Miles Gibson (born 1947) is a reclusive English novelist, poet and artist.

==Early life==
Gibson was born in a squatters camp at an abandoned World War II airbase, RAF Holmsley South in the New Forest, and raised in Mudeford, Dorset. The camp was dubbed Tintown and had been sanctioned by Christchurch Town Council as a way to ease postwar housing shortages. He was educated at Sandhills Infant School, Somerford Junior School and Somerford Secondary Modern – now The Grange School.

==Career==
Upon leaving school he migrated to London and worked in advertising as a copywriter at J. Walter Thompson after winning a place in their Ten Most Ingenious Undergraduate Writers in Britain Today competition, despite lacking the primary qualification – a university education.

Gibson later flirted with Fleet Street as a regular contributor to The Daily Telegraph Magazine under the editorship of the renowned John Anstey. He was the Telegraphs runner-up Young Writer of the Year 1969.

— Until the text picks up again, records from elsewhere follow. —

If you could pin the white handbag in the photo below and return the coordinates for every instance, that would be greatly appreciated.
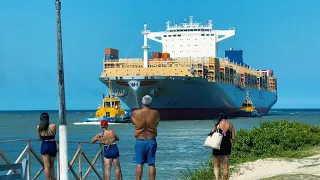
(214, 140)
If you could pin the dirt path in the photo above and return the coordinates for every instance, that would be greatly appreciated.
(260, 169)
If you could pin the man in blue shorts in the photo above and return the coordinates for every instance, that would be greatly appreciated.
(146, 121)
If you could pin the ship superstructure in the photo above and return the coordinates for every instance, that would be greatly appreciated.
(189, 81)
(191, 39)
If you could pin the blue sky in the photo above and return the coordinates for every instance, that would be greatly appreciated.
(278, 35)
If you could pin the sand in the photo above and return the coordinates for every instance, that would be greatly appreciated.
(267, 168)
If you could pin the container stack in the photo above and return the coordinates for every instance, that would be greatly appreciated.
(156, 55)
(165, 55)
(111, 54)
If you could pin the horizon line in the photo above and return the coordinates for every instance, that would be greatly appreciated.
(123, 109)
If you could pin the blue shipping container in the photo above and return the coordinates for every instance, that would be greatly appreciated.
(110, 57)
(234, 55)
(231, 70)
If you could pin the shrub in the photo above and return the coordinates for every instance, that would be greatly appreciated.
(272, 139)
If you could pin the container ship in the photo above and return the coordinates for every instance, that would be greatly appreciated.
(187, 80)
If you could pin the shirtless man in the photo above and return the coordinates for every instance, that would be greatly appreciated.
(146, 121)
(110, 149)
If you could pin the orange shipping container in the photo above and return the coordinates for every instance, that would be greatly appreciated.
(111, 51)
(165, 55)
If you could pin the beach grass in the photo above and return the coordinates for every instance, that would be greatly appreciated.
(275, 139)
(293, 177)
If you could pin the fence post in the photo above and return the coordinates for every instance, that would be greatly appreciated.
(102, 162)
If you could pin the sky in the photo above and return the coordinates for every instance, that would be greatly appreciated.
(278, 35)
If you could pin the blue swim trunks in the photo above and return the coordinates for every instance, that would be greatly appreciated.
(145, 151)
(111, 151)
(49, 147)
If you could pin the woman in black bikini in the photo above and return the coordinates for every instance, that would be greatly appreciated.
(227, 130)
(47, 133)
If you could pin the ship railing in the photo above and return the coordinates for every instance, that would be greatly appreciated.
(78, 155)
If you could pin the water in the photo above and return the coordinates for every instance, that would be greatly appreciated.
(179, 142)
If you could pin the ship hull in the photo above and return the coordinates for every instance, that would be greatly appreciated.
(186, 98)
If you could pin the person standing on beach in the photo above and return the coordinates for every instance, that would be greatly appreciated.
(47, 133)
(110, 150)
(227, 130)
(145, 122)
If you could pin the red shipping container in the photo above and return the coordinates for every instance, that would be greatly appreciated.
(156, 55)
(165, 55)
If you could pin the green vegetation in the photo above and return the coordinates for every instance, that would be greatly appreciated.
(272, 139)
(293, 177)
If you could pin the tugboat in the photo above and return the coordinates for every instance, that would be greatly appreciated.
(247, 109)
(110, 110)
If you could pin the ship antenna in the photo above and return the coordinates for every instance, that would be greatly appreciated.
(145, 46)
(110, 91)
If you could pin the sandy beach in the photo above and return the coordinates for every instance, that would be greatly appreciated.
(304, 168)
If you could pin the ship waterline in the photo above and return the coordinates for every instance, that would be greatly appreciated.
(181, 98)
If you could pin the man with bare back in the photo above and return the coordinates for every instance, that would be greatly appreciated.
(110, 149)
(146, 121)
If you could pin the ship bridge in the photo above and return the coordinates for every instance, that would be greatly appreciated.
(190, 39)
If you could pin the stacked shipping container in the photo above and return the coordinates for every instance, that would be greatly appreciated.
(111, 54)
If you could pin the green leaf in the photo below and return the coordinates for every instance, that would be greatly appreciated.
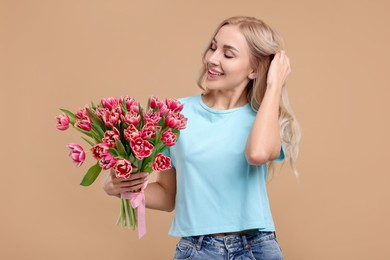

Gibson has written fiction and science fiction, drama for BBC Radio 4, including 'The Church of the Cosmic Cheese' set in 16th century Italy, and starring Leslie Phillips and Hugh Dennis. His essays, poetry and short stories have appeared in various newspapers, journals and anthologies, including Echoes, Twenty-five years of the Telegraph Magazine, first published by WH Allen in 1989.

===Fiction===

Gibson's darkly satirical writing has been described as both "magic realism" and "absurdist fiction". Although his narratives remain linear in construction his employment of black humour, pastiche, and untrustworthy narrators places him firmly among the postmodernists.

- The Sandman (1984)
- Dancing with Mermaids (1985)
- Vinegar Soup (1987)
- Kingdom Swann (1990)
- Fascinated (1993)
- The Prisoner of Meadow Bank (1995)
- Mr Romance (2002)
- Einstein (2004)

When The Huffington Post ran a list of their favourite literary novelists to take the plunge into genre fiction, they included Gibson's Einstein: "Miles Gibson, one of the very few British authors to successfully pen a magical realism novel based in the UK, is known for his toying with genre. Maybe his most notable genre piece came in 2004 with sci-fi comedy Einstein, one of the genre's forgotten treasures."

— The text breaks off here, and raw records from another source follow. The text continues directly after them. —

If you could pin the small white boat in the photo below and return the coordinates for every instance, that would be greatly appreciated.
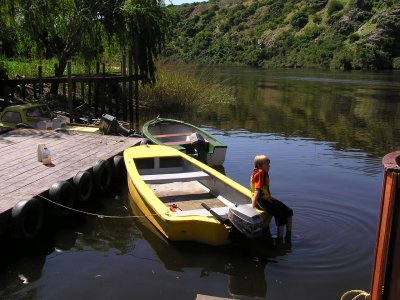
(186, 138)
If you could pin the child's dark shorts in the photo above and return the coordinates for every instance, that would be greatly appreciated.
(277, 209)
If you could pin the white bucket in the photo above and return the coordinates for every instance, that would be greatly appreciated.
(46, 157)
(40, 151)
(56, 123)
(41, 125)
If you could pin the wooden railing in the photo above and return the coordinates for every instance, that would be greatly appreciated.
(114, 94)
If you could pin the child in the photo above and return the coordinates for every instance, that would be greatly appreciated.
(262, 199)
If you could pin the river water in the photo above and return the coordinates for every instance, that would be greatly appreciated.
(325, 132)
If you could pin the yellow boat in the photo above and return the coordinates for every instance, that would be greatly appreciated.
(187, 200)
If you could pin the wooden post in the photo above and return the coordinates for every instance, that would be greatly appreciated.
(385, 283)
(103, 94)
(40, 75)
(70, 105)
(64, 89)
(123, 69)
(90, 92)
(136, 84)
(130, 87)
(83, 91)
(96, 91)
(23, 91)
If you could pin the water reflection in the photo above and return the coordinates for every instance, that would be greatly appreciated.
(244, 261)
(355, 110)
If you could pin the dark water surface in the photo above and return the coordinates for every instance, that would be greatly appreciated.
(326, 134)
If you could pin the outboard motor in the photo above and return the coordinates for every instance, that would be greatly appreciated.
(109, 126)
(200, 145)
(247, 220)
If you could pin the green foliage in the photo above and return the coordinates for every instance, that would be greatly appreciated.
(290, 33)
(396, 63)
(334, 6)
(177, 90)
(86, 29)
(299, 20)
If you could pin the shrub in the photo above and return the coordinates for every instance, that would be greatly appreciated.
(334, 6)
(299, 20)
(396, 63)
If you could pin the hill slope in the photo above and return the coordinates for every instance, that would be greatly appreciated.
(343, 34)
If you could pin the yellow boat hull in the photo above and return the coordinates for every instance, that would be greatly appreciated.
(198, 228)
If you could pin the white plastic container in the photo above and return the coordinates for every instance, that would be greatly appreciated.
(40, 151)
(56, 123)
(46, 157)
(41, 125)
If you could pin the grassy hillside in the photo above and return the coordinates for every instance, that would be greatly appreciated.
(340, 34)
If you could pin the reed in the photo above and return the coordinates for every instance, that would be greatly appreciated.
(178, 89)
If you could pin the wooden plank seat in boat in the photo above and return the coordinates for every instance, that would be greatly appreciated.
(172, 134)
(222, 211)
(181, 177)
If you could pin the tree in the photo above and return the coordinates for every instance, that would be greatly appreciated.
(67, 28)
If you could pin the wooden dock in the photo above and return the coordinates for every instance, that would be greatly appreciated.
(22, 176)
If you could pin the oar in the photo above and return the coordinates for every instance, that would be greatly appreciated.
(219, 218)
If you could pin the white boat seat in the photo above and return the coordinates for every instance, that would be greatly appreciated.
(168, 135)
(170, 177)
(222, 211)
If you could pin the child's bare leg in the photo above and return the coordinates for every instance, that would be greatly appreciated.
(280, 231)
(288, 236)
(289, 224)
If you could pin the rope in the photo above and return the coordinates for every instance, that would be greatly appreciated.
(93, 214)
(359, 294)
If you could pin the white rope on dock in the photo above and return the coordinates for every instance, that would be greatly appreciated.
(359, 294)
(93, 214)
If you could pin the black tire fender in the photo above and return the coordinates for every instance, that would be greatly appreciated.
(83, 182)
(27, 218)
(119, 168)
(62, 192)
(102, 175)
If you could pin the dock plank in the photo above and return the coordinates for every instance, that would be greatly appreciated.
(22, 176)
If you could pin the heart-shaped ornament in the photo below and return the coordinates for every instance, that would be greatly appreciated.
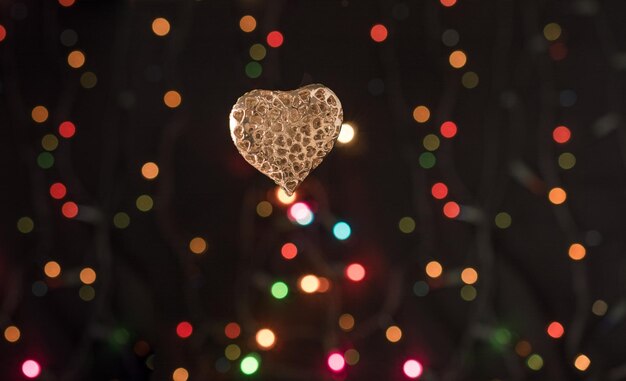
(286, 134)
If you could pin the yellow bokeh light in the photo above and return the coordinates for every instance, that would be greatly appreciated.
(87, 275)
(557, 196)
(39, 114)
(582, 362)
(309, 283)
(172, 99)
(12, 334)
(247, 23)
(197, 245)
(434, 269)
(346, 134)
(283, 198)
(577, 251)
(469, 276)
(52, 269)
(76, 59)
(160, 26)
(393, 334)
(457, 59)
(421, 114)
(265, 338)
(346, 322)
(150, 170)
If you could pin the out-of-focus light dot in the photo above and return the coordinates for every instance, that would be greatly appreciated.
(431, 142)
(406, 225)
(76, 59)
(346, 322)
(279, 290)
(52, 269)
(468, 293)
(534, 362)
(265, 338)
(184, 329)
(197, 245)
(301, 213)
(503, 220)
(341, 230)
(448, 129)
(67, 129)
(355, 272)
(31, 368)
(39, 114)
(523, 348)
(275, 39)
(69, 209)
(434, 269)
(555, 330)
(336, 362)
(582, 362)
(150, 170)
(346, 134)
(379, 33)
(352, 356)
(393, 333)
(49, 142)
(557, 196)
(552, 31)
(87, 275)
(247, 23)
(88, 80)
(469, 275)
(567, 160)
(232, 330)
(577, 251)
(427, 160)
(257, 52)
(160, 26)
(599, 307)
(451, 209)
(249, 364)
(25, 225)
(254, 69)
(309, 283)
(45, 160)
(86, 293)
(232, 352)
(470, 80)
(121, 220)
(439, 191)
(172, 99)
(289, 250)
(264, 209)
(457, 59)
(58, 191)
(412, 368)
(561, 134)
(12, 334)
(421, 114)
(450, 37)
(420, 288)
(283, 197)
(144, 203)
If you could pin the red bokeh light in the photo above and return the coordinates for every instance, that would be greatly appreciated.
(275, 39)
(439, 191)
(379, 33)
(58, 191)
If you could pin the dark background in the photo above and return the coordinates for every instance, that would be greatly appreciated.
(148, 280)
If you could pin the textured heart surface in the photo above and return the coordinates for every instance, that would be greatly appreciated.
(286, 134)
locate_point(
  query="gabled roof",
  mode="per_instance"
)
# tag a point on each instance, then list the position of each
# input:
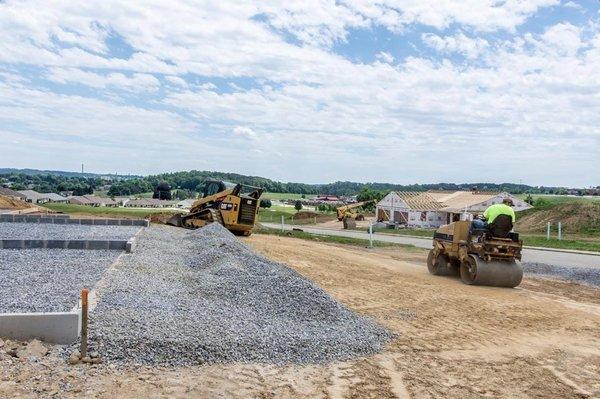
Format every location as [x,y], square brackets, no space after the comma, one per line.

His works for children include:

- Say Hello to the Buffalo, illustrated by Chris Riddell (1994)
- Little Archie (2004) illustrated by Neal Layton
- Whoops – There Goes Joe, also illustrated by Neal Layton (2006)

===Poetry===
His works include two collections of poetry, The Guilty Bystander (1970) and Permanent Damage (1973)

===Adaptations===
Kingdom Swann was adapted by David Nobbs as the feature-length comedy drama Gentlemen's Relish for BBC TV, starring Billy Connolly, Sarah Lancashire and Douglas Henshall (2001).

Maisie Can You Hear Me? By Miles Gibson was adapted by Cameron Lee Horace as a short drama film The Other Woman, starring Sophie Colquhoun, Lisa Ronaghan, Helen Mae Austin and Andy Anson.

===Legacy===
His manuscripts and papers are in the Special Collections of the Howard Gotlieb Archival Research Centre at Boston University in the United States.